Skinny health insurance plans under the Affordable Care Act
May 29th, 2013
There’s been a lot of talk lately about businesses opting to provide their employees with so-called “skinny health insurance plans” instead of something more comprehensive such as a PPO ,to circumvent the essential benefits of the Affordable Care Act’s employer mandate.
The Wall Street Journal broke the news about skinny health insurance plans last week, and allegedly confirmed from federal officials that they’re a viable and legal option. Now other major media outlets have picked up the story and spread the word.
Let’s take a look at what the fuss is all about.
In an article by Forbes contributor Avik Roy, Roy dissects the Journal’s reasoning for “skinny plans”. So far his is one of the more balanced approaches to the issue.
Roy starts by describing the employer mandate and the different penalties faced by businesses for not complying with it. As a primer, here is how the different penalties are applied.
If a business with 50 or more full-time workers does not offer them a health insurance option then the business is penalized $2,000 for each employee minus 30. For a business just at the 50 employee mark that would mean a total penalty of $40,000.
A business can also be penalized for not offering insurance to their employees at a low enough price or insurance that is comprehensive enough. If that’s the case and some workers opt to get their health insurance at the public exchange then the business is penalized $3,000 for every worker who chooses to do that.
Roy calls the penalty for not providing health insurance the ‘strong’ penalty, while the penalty for employees who choose to get their insurance at the exchange as the ‘weak’ penalty.
Now not every employee would want a comprehensive health insurance plan or not every employee would go to the exchange, so that makes the weak penalty significantly cheaper than the strong penalty. Which gets to the heart of the matter.
Clearly a business will want to pay as small a penalty as possible. So if they had a choice they’d go for the weaker penalty right?
Maybe you’re thinking, wait how could they get away with offering their employees a crummy plan and not pay the ‘strong’ penalty?
Because of some vaguely defined language in the Affordable Care Act legislation choosing the weak penalty over the strong penalty is a viable route for companies. Again, this was allegedly confirmed as nice and legal by the Wall Street Journal from a source in the federal government.
Let’s dive a little bit into the Affordable Care Act legislation. Employers subject to the mandate must provide their employees with “minimum essential coverage” to avoid the so-called ‘strong’ penalty, according to the legislation.

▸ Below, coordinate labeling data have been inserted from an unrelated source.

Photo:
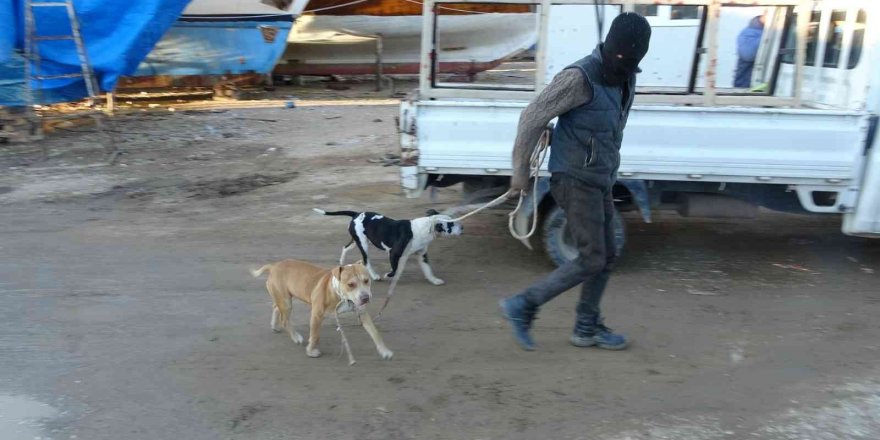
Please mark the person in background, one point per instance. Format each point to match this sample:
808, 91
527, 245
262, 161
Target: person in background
747, 44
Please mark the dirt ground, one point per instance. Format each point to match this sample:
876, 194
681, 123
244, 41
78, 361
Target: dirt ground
127, 310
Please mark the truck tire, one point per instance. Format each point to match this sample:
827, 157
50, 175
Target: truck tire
559, 246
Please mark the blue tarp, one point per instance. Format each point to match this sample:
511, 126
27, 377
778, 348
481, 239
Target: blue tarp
117, 34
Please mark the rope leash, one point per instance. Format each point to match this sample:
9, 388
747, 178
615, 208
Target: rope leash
535, 162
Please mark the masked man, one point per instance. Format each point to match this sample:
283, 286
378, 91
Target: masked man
592, 99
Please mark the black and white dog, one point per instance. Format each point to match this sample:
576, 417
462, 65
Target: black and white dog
399, 238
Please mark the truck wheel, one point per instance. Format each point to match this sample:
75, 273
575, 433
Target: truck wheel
559, 245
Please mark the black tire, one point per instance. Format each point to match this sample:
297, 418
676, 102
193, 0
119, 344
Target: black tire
558, 245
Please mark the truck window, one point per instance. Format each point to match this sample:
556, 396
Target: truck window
685, 13
646, 10
855, 52
833, 39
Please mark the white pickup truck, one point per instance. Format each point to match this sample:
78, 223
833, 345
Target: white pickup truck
802, 139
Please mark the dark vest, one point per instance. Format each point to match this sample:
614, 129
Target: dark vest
586, 140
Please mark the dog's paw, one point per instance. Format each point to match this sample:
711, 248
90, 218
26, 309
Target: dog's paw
386, 354
297, 338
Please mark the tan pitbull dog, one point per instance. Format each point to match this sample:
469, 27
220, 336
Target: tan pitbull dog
323, 289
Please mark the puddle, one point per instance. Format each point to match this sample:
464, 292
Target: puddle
22, 418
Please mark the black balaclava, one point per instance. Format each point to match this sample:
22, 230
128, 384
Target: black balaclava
624, 47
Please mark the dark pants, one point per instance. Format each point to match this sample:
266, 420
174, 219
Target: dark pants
589, 212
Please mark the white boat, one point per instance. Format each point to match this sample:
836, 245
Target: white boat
342, 39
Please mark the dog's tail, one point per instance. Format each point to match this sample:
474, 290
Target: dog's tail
257, 272
351, 214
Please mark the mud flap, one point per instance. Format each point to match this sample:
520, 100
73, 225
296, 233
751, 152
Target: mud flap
864, 218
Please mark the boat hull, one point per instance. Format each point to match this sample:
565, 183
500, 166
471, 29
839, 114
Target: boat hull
326, 45
222, 37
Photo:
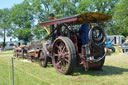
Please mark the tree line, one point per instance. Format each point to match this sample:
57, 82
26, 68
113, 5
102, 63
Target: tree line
21, 20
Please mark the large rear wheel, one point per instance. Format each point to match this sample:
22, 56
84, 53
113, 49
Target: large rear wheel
64, 55
43, 58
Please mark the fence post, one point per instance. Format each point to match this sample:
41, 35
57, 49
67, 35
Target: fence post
12, 72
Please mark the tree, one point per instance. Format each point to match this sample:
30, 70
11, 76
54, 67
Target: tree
4, 23
120, 18
22, 20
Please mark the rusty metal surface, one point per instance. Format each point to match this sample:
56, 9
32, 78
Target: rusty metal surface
90, 17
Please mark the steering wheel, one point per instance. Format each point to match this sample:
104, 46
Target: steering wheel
97, 36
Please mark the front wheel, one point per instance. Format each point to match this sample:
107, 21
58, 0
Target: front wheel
64, 55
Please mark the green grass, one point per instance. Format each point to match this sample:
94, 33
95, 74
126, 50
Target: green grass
115, 72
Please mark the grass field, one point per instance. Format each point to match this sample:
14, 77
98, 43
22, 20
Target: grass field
115, 72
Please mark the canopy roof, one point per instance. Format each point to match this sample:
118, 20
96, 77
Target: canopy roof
90, 17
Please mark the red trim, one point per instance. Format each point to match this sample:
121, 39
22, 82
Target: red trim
59, 21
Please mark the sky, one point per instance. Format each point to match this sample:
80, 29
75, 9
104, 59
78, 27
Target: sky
8, 3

But what is minimum essential coverage? According to Roy who looked up the definition in the Internal Revenue Code (IRC):
Section 5000(A)(f) of the Internal Revenue Code. The IRC states that minimum essential coverage can consist of either (a) government-sponsored coverage, such as Medicare or Medicaid; (b) an “eligible employer-sponsored plan”; (c) a plan “offered in the individual market within a State”; (d) a “grandfathered health plan”; or (e) anything else that the Secretary of Health and Human Services deems appropriate.
Alright so what we’re focused on here is letter b, “an eligible employer-sponsored plan”. More definitions?! What does this one mean?
Again according to the Roy quoting the IRC:
Paragraph 2 of Section 5000(A)(f) defines one as “a group health plan or group health insurance coverage offered by an employer to the employee which is [either a government-sponsored plan] or “any other plan or coverage offered in the small or large group market within a State.”
Wait a minute? Any other plan or coverage offered in the small or large group market within a state? Wouldn’t that mean just about any health insurance plan sold in the state meets the requirements of an eligible employer-sponsored plan? That’s what Roy goes on to talk about for the rest of his article.
With this in mind it’s possible for a business that’s not keen on providing a comprehensive health insurance option to its employees to just not do it. They can instead opt for a smaller less comprehensive ( cheaper) plan and avoid the harsher penalty.
This has some pretty dire implications for the Affordable Care Act if employers decide this is the way to go. Workers who had hoped for employer-sponsored insurance will find themselves having to choose between a lackluster insurance plan or a potentially pricey insurance plan on the health insurance exchange.
This certainly won’t affect all sectors of the job market. Highly skilled, in demand workers simply wouldn’t stand for their boss offering them a low end health insurance plan. Of course the Affordable Care Act was never intended to help that sector of the economy. Its goal has always been those 45 million low skilled, blue collar, uninsured Americans who can’t afford health insurance on their own.
What’s more likely though is that low income hourly workers who the Affordable Care Act was supposed to help will be disproportionately impacted by this practice if it catches on, which seems likely.
It comes down to the fact that businesses simply don’t want to be forced to pay for health insurance. Between fierce competition, regulations, taxes, and government oversight businesses, their bottom lines are already stretched to the limit. At the end of the day how much is going to be left over to pay for employee health insurance that covers everything imaginable health issue under the sun?
The Wall Street Journal and Roy’s analysis finds a clear loophole in the Affordable Care Act. With an economic incentive to save money wherever possible these ‘skinny plans’ might become the new normal for a large sector of the economy.